Título: Falta de quórum emperra votação
Autor: Daniel Pereira
Fonte: Gazeta Mercantil, 05/10/2004, Política, p. A-8

Representantes do governo e da oposição admitem a possibilidade de o Senado fracassar mais uma vez na tentativa de votar os 165 destaques à Reforma do Judiciário, cujo texto básico foi aprovado pelo plenário, em primeiro turno, em julho. A matéria está na pauta de hoje. Durante os esforços concentrados de agosto e setembro, sequer foi mencionada pelos partidos. A desculpa apresentada foi a falta de quórum, que no caso de uma proposta de emenda constitucional (PEC), como a reforma, é qualificado.

Isso significa que são necessários para a aprovação da PEC os votos de pelo menos 49 dos 81 senadores. De acordo com a líder do PT no Senado, Ideli Salvatti (SC), são grandes as chances de a falta de quórum imperar nas semanas das eleições municipais. Ideli diz que a posição oficial do governo e da base aliada é tentar votar a Reforma do Judiciário desde que, além do quórum qualificado, haja uma margem de segurança -cerca de 60 senadores no plenário. Relator da proposta, o senador José Jorge (PFL-PE) demonstra pessimismo.
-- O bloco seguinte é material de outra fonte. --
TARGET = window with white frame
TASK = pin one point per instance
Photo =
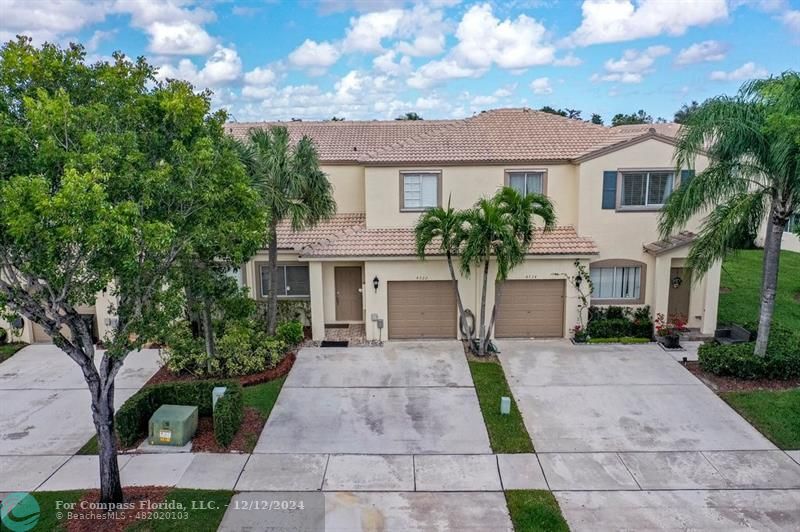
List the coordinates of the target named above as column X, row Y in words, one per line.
column 616, row 282
column 526, row 182
column 292, row 281
column 420, row 190
column 646, row 188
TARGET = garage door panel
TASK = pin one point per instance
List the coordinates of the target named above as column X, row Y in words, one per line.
column 421, row 309
column 531, row 308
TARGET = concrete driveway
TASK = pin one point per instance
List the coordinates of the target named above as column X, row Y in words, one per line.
column 629, row 440
column 46, row 408
column 402, row 398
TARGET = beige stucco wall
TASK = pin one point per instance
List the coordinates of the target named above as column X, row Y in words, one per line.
column 464, row 184
column 348, row 187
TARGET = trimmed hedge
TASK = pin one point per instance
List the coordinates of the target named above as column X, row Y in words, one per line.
column 132, row 418
column 737, row 360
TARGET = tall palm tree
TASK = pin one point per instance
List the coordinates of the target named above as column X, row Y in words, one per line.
column 501, row 227
column 446, row 226
column 752, row 141
column 292, row 187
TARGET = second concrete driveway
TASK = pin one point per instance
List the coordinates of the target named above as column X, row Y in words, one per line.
column 403, row 398
column 618, row 398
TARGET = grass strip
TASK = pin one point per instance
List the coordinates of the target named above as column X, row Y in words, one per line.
column 507, row 433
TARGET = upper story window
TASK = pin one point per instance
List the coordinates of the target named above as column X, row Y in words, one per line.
column 419, row 190
column 645, row 189
column 526, row 182
column 617, row 281
column 292, row 281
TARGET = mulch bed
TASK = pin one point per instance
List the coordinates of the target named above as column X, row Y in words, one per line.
column 733, row 384
column 135, row 495
column 244, row 441
column 283, row 367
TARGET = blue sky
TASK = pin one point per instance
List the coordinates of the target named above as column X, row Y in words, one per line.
column 376, row 59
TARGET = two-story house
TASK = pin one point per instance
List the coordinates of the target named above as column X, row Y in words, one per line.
column 607, row 185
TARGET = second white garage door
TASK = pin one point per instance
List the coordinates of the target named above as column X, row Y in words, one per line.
column 421, row 309
column 531, row 309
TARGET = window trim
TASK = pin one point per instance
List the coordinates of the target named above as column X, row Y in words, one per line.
column 642, row 208
column 260, row 287
column 401, row 181
column 621, row 263
column 508, row 171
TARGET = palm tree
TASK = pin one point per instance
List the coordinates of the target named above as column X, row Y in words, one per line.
column 292, row 187
column 751, row 141
column 446, row 226
column 501, row 227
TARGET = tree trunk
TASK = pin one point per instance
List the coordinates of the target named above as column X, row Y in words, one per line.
column 272, row 302
column 103, row 417
column 208, row 332
column 462, row 317
column 772, row 255
column 482, row 339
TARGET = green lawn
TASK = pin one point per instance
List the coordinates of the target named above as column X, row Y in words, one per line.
column 740, row 296
column 6, row 350
column 262, row 397
column 535, row 511
column 507, row 433
column 775, row 413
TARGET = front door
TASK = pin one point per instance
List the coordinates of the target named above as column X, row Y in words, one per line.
column 348, row 293
column 679, row 289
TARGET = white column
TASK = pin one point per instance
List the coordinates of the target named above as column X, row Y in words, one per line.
column 317, row 301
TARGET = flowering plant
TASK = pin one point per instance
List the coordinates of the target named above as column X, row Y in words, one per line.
column 665, row 327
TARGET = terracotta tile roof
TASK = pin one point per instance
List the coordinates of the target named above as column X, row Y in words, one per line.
column 499, row 135
column 345, row 141
column 662, row 246
column 340, row 223
column 399, row 242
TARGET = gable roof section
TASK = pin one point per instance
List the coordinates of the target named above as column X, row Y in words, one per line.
column 399, row 242
column 519, row 135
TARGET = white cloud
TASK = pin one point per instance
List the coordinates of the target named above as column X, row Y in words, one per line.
column 512, row 44
column 314, row 56
column 632, row 66
column 702, row 52
column 568, row 60
column 541, row 86
column 607, row 21
column 386, row 64
column 746, row 71
column 47, row 21
column 179, row 38
column 260, row 76
column 367, row 31
column 222, row 68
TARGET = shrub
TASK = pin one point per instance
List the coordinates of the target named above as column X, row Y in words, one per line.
column 290, row 332
column 132, row 418
column 738, row 360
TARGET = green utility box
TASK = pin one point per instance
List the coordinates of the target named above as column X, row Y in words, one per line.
column 173, row 425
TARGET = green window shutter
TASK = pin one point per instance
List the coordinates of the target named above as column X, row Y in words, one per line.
column 610, row 189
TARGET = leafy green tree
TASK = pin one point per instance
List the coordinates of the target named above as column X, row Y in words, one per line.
column 752, row 141
column 682, row 114
column 442, row 226
column 500, row 227
column 409, row 116
column 639, row 117
column 292, row 186
column 108, row 178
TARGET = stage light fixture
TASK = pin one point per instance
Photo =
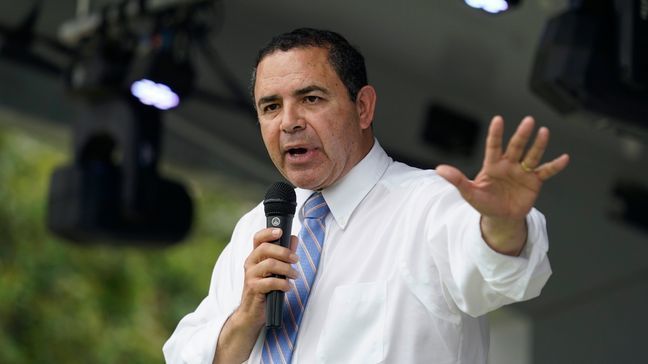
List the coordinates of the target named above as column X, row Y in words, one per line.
column 155, row 94
column 492, row 6
column 162, row 75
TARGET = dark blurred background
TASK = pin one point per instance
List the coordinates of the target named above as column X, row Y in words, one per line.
column 79, row 284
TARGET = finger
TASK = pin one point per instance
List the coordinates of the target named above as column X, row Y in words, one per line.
column 457, row 178
column 535, row 153
column 268, row 250
column 294, row 242
column 271, row 267
column 493, row 150
column 266, row 235
column 519, row 140
column 550, row 169
column 265, row 285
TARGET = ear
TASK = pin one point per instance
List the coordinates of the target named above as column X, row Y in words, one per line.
column 366, row 105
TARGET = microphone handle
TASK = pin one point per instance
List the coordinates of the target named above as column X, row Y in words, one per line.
column 275, row 299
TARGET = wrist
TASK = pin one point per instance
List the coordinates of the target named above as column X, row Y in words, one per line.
column 505, row 236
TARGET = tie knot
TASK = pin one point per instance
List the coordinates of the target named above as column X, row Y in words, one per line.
column 315, row 207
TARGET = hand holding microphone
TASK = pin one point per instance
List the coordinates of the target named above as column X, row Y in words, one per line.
column 279, row 205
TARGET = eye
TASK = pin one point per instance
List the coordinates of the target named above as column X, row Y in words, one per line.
column 270, row 108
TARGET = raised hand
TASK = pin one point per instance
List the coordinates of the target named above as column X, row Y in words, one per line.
column 508, row 183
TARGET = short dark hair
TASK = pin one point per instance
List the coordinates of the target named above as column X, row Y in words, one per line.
column 346, row 60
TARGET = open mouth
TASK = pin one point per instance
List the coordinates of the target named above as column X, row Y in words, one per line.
column 297, row 151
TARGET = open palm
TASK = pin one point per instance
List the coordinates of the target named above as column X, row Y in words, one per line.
column 509, row 181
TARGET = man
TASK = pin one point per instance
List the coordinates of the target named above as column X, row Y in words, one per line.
column 409, row 262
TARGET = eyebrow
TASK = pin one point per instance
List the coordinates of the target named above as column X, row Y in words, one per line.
column 299, row 92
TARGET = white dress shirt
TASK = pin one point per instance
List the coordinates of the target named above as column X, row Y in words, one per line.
column 404, row 275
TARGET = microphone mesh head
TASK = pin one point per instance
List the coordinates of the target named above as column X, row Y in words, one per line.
column 280, row 199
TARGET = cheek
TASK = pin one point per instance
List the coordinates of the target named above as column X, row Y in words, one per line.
column 270, row 139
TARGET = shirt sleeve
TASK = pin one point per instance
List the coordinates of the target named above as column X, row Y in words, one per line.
column 194, row 339
column 477, row 278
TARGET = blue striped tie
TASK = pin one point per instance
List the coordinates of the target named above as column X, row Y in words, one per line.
column 279, row 342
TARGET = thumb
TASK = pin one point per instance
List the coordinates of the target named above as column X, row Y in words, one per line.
column 294, row 241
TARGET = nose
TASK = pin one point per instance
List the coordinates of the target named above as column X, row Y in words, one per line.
column 292, row 120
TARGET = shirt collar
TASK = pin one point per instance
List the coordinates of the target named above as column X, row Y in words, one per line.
column 346, row 194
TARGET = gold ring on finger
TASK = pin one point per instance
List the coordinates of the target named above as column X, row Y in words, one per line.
column 525, row 167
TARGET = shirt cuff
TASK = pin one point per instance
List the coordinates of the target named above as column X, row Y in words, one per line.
column 519, row 278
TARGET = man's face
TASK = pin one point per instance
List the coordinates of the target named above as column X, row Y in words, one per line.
column 311, row 128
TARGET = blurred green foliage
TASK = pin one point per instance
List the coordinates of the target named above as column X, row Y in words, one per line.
column 67, row 303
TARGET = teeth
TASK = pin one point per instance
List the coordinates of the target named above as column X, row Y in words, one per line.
column 294, row 151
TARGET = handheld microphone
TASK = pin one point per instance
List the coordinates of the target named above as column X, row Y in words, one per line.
column 279, row 205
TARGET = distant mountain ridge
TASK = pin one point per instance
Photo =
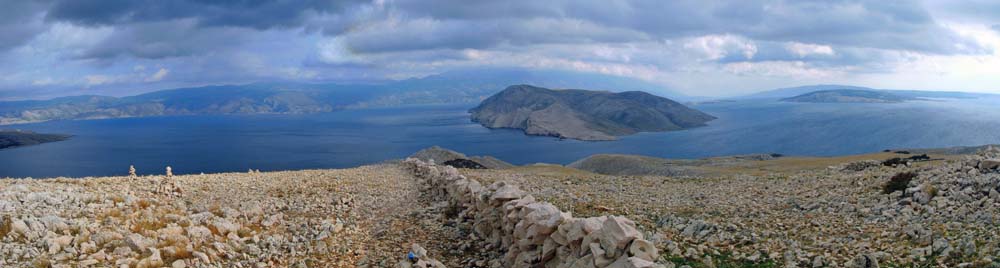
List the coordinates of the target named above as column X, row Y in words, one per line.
column 470, row 86
column 583, row 114
column 781, row 93
column 849, row 96
column 17, row 138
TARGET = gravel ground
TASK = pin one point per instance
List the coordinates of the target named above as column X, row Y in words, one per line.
column 316, row 218
column 947, row 215
column 831, row 217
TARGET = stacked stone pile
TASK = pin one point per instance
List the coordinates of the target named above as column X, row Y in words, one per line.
column 531, row 233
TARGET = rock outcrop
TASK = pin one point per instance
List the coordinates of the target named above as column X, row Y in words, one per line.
column 440, row 155
column 532, row 233
column 582, row 114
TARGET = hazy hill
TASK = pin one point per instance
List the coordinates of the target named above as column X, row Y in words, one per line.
column 584, row 114
column 849, row 96
column 781, row 93
column 16, row 138
column 470, row 86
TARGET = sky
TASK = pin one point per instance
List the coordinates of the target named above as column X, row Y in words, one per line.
column 52, row 48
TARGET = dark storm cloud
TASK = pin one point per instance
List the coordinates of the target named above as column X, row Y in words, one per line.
column 157, row 40
column 19, row 23
column 237, row 13
column 903, row 25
Ele afirma que ainda não há acordo para votação da PEC. E que não haverá quórum porque, entre outros motivos, o governo não se empenha em garantir a presença dos senadores em Brasília. "Se quisessem garantir quórum, atuariam como no caso do salário mínimo", declara o senador, referindo-se ao sucesso do governo ao restabelecer na Câmara o aumento do mínimo em R$ 20, e não em R$ 35, como aprovado pelo Senado.

Segundo José Jorge, o governo mobilizou jatinhos e ministros e liberou emendas parlamentares a fim de assegurar a presença de deputados no plenário da Câmara às vésperas do feriado de São João. "A Reforma do Judiciário não é uma prioridade", afirma o pefelista. O secretário da Reforma do Judiciário do Ministério da Justiça, Sérgio Renault, discorda. E diz que a PEC será aprovada tão logo o quórum do Congresso volte à normalidade. Renault tentará com os destaques modificar pelo menos quatro pontos da PEC. O mais polêmico deles dá ao Supremo Tribunal Federal (STF) poder para editar súmula com efeito vinculante sobre os órgãos do Judiciário e da Administração Pública. Para os magistrados, o mecanismo desafogará a Justiça, pois obrigará as instâncias inferiores a seguir as decisões do STF. O ministro da Justiça, Márcio Thomaz Bastos, considera, no entanto, que ela engessará a primeira instância, principal responsável por reformar o entendimento dos tribunais.

Renault admite que as chances de êxito do destaque são remotas. Mas trabalhará para que pelo menos a Administração Pública não fique vinculada à súmula, por uma razão econômica. Se uma decisão favorável ao setor produtivo contra a União for "sumulada", o governo terá de pagar o esqueleto de uma tacada só, e não a conta-gotas, ou ao final de cada processo isolado, como ocorre atualmente.

Outro destaque do governo visa a derrubar a proibição imposta às entidades de direito público de utilizar a arbitragem. Executivo e iniciativa privada já usam esse mecanismo em setores como o de petróleo e de telecomunicações e o incluíram no projeto de Parceria Público-Privada (PPP). "A proibição seria muito complicada para os investidores estrangeiros. Ela iria contra toda a tendência do direito moderno", diz Renault.

Outros dois destaques governistas estão relacionados ao Conselho Nacional de Justiça (CNJ), cuja composição garantirá o chamado controle externo do Judiciário. Um deles tenta restituir a competência do CNJ para determinar a perda de cargo de juízes envolvidos em irregularidades. Tem pouca chance de aprovação, segundo Renault. O outro considera o CNJ parte do Judiciário. Trata-se de um movimento estratégico, destinado a enfraquecer a alegação dos tribunais superiores de que o CNJ fere o princípio da independência entre os poderes.